25. Regularisation

Ridge, Lasso, Elastic Net, and Cross-Validation

Published

2026/03/22

NoteIn This Chapter
  • Why regularisation is useful in high-dimensional or collinear settings
  • The logic of ridge, lasso, and elastic net
  • How coefficient shrinkage changes model behaviour
  • Why cross-validation is needed
  • How regularisation relates to prediction and explanation
ImportantTasks to Complete in This Chapter
  • None

1 Introduction

Regularisation techniques are useful when ordinary multiple regression starts to struggle under the weight of many predictors, overlapping predictors, or a modelling goal that leans more toward prediction than explanation. In that setting, ordinary least squares can produce unstable coefficients, poor generalisation, and models that appear stronger in the sample than they really are.

Regularisation addresses this by shrinking coefficients towards zero. In some cases, this simply stabilises them. In others, it also removes weak predictors from the model entirely. This makes regularisation relevant when we want to reduce overfitting, manage multicollinearity, or build models that predict more reliably on new data.

In this chapter, I follow directly from the previous one. There I distinguished explanation from prediction. Here I develop one of the main statistical responses to that distinction.

2 Key Concepts

  • Regularisation shrinks coefficients to stabilise the model.
  • Ridge regression shrinks all coefficients continuously towards zero.
  • Lasso regression can shrink some coefficients exactly to zero.
  • Elastic net combines ridge and lasso behaviour.
  • Cross-validation is used to tune the amount of shrinkage.
  • The interpretation of coefficients is changed by regularisation, which improves model stability, prediction, and objective variable reduction.

3 When This Method Is Appropriate

You should consider regularisation when:

  • the predictor set is large relative to the amount of data;
  • several predictors are strongly correlated;
  • ordinary multiple regression produces unstable coefficients;
  • prediction on new data matters more than exact coefficient interpretation;
  • you want a data-driven complement to the more theory-driven model selection discussed in Chapter 14 and the collinearity material in Chapter 16.

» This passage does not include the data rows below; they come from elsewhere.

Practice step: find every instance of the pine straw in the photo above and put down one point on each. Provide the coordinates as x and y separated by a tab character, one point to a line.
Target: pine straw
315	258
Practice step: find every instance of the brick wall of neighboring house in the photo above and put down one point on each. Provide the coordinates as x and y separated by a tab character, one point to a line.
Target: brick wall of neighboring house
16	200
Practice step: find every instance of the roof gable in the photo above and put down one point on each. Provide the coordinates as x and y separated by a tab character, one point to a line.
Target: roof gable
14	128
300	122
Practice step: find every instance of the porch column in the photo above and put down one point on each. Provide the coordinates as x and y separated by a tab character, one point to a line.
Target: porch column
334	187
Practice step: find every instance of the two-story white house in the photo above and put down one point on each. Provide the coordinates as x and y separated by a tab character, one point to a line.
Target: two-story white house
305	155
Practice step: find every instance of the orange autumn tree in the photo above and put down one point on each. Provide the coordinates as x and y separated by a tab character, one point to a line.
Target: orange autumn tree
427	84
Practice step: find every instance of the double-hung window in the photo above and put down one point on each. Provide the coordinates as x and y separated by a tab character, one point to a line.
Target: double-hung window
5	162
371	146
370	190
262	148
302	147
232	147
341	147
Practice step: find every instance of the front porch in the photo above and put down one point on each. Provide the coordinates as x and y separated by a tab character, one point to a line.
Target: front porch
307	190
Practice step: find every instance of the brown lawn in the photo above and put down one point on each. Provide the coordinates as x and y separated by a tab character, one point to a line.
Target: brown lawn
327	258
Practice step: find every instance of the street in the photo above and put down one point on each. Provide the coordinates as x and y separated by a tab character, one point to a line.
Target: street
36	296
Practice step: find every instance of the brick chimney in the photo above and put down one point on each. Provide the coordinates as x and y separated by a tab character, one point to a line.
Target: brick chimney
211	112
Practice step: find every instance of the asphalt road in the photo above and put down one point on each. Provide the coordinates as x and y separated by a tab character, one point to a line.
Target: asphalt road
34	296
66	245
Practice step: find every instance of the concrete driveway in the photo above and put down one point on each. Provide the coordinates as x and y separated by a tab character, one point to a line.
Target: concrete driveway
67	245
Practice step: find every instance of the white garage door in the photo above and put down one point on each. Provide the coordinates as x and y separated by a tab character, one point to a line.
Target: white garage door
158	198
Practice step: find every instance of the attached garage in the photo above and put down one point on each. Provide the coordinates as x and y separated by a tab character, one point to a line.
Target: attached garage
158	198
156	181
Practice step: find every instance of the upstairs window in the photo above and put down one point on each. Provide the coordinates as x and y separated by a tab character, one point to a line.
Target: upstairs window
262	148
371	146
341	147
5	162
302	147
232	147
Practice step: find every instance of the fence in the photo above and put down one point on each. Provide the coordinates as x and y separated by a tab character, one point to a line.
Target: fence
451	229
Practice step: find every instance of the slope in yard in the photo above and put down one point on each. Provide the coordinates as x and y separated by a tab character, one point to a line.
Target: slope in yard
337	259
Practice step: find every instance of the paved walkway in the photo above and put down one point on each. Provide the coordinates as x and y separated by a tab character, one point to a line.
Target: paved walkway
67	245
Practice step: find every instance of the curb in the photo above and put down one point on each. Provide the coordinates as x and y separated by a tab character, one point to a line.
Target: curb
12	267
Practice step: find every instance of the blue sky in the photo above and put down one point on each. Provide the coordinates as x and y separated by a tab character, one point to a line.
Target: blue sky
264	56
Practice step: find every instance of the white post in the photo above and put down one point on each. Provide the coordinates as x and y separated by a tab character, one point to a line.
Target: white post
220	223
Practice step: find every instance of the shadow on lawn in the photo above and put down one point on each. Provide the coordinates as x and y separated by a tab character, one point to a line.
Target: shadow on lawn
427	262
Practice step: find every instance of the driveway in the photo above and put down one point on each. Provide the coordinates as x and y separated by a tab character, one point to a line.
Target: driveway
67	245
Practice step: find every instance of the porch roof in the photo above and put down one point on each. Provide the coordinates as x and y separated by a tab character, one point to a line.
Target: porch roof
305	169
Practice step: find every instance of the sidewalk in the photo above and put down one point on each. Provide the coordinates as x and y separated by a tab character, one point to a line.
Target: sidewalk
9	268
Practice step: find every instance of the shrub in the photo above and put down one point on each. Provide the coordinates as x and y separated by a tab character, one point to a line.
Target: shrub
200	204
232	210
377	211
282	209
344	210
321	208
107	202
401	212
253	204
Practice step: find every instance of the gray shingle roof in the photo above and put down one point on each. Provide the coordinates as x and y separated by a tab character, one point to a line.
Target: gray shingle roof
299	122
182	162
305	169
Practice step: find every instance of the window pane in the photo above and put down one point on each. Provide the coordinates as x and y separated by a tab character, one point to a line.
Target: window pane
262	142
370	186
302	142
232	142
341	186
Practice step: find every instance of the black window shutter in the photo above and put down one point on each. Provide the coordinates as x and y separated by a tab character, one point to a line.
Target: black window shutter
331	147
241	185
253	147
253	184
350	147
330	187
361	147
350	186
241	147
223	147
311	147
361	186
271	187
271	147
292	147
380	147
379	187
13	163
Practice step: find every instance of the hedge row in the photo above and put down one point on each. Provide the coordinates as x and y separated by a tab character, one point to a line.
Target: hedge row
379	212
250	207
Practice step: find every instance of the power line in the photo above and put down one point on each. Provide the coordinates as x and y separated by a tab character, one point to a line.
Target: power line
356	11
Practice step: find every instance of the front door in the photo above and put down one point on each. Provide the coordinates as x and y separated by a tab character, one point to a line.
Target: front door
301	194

Regularisation is not a magic correction for weak scientific questions or poor study design. It is still your responsibility to define sensible predictors and to understand the biology of the system. These methods work best when they extend ecological reasoning rather than replace it.

4 Why Regularisation Matters

Regularisation addresses several common modelling problems.

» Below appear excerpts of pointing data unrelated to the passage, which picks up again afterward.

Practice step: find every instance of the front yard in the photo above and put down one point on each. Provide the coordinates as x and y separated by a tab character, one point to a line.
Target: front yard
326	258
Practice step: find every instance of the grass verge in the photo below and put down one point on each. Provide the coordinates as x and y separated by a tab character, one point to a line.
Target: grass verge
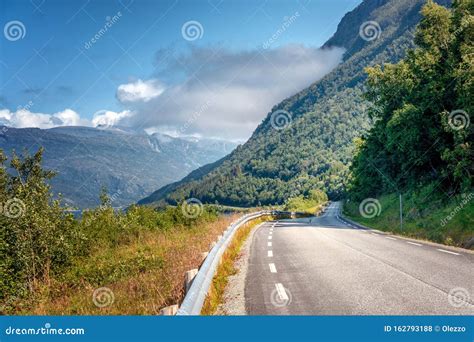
450	223
143	275
226	268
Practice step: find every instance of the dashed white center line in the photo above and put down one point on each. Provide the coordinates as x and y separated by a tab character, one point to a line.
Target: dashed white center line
281	292
445	251
414	243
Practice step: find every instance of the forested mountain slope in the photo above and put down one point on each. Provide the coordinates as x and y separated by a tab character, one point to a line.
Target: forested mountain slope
316	147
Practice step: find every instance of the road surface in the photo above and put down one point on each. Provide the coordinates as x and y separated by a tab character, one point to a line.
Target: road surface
323	266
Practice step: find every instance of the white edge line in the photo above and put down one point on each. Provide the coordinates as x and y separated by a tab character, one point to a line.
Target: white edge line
414	243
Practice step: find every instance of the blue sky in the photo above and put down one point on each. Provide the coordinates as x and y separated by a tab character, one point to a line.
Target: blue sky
54	66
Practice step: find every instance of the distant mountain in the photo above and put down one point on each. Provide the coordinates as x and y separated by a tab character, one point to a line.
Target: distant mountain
314	151
128	163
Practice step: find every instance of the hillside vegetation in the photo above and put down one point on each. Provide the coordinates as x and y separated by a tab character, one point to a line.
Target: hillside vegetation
421	142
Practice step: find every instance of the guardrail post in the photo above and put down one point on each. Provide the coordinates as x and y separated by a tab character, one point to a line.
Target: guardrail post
189	277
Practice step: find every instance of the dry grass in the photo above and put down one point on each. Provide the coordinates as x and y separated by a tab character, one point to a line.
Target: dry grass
152	275
227	268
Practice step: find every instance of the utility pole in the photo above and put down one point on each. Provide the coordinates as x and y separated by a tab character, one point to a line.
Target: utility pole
401	213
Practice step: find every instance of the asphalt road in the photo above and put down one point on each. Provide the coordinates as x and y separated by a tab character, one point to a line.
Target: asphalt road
323	266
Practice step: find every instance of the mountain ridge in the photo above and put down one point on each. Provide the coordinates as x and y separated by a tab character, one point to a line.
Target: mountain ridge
128	163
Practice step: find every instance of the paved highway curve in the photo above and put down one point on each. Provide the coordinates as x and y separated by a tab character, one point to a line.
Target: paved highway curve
323	266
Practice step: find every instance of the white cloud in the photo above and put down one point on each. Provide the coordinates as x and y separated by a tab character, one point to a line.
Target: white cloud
109	118
24	118
227	94
139	91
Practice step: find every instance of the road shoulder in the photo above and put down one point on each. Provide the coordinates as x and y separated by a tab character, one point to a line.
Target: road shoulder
234	294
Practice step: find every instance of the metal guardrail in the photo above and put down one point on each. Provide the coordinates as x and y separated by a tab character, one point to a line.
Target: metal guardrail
194	299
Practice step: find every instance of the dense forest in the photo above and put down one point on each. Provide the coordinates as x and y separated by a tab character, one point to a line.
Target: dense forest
422	136
315	148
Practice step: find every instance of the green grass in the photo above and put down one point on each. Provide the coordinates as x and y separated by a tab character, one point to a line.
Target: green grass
424	217
226	267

Variable selection becomes difficult when many candidate predictors are available and only some are genuinely useful. Traditional selection procedures often rely on stepwise inclusion or exclusion, or on statistics such as VIF. Regularisation offers an alternative data-driven route.

Overfitting occurs when the model begins to fit noise together with the underlying biological signal. Such a model often performs well on the observed data but poorly on new observations.

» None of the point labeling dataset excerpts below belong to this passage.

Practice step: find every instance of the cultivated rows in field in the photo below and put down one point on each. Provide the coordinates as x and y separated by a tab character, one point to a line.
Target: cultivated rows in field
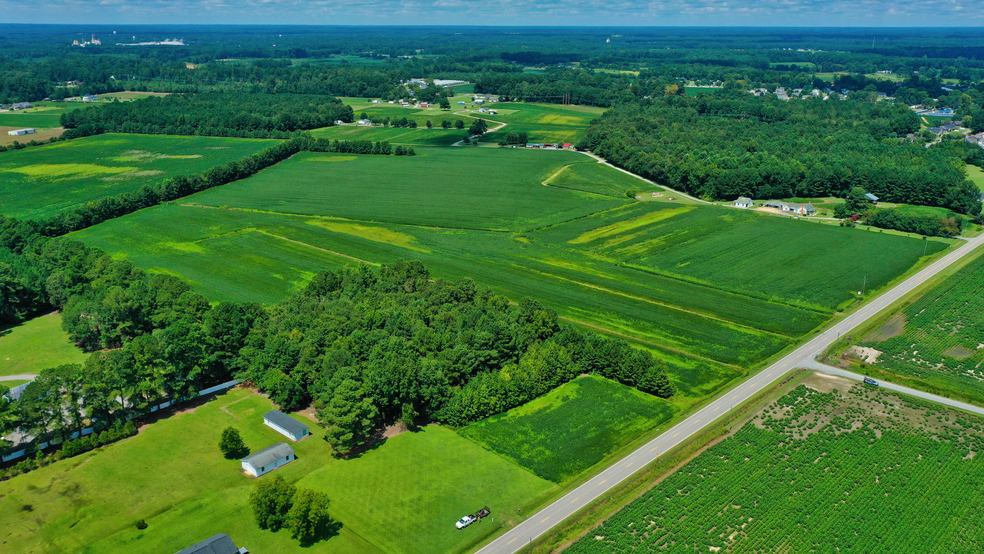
571	428
47	180
849	472
596	257
942	338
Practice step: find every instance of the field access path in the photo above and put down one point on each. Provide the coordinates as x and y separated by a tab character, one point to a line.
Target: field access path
539	523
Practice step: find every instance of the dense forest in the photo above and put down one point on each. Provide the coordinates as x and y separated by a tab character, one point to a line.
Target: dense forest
723	147
369	347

Multicollinearity inflates standard errors and destabilises coefficients when predictors overlap. Regularisation reduces this instability by shrinking coefficients, which usually improves model behaviour even if it introduces some bias.

Regularisation aims to produce a model that is more stable, more generalisable, and more useful for the modelling goal at hand, rather than to recover perfectly unbiased coefficients.

5 The Core Equations

Regularisation methods all start from the ordinary least-squares objective and then add a penalty term. The key teaching point is therefore not to memorise three unrelated formulas, but to see how each method modifies the same underlying fitting problem.

5.1 Ridge Regression

Ridge regression adds a penalty proportional to the squared size of the coefficients. Large coefficients are penalised more heavily, so the fitted model shrinks them towards zero without setting them exactly to zero:

\[\min_{\beta}\left\{\sum_{i=1}^{n}(Y_i-\hat{Y}_i)^2 + \lambda \sum_{j=1}^{p}\beta_j^2\right\} \tag{1}\]

The practical effect is that all predictors remain in the model, but the most unstable coefficients are tamed. Ridge is therefore especially useful when multicollinearity is the main problem and you do not necessarily want automatic variable removal.

5.2 Lasso Regression

Lasso regression uses a penalty based on the absolute values of the coefficients:

\[\min_{\beta}\left\{\sum_{i=1}^{n}(Y_i-\hat{Y}_i)^2 + \lambda \sum_{j=1}^{p}|\beta_j|\right\} \tag{2}\]

This has an important consequence: some coefficients can be shrunk all the way to zero.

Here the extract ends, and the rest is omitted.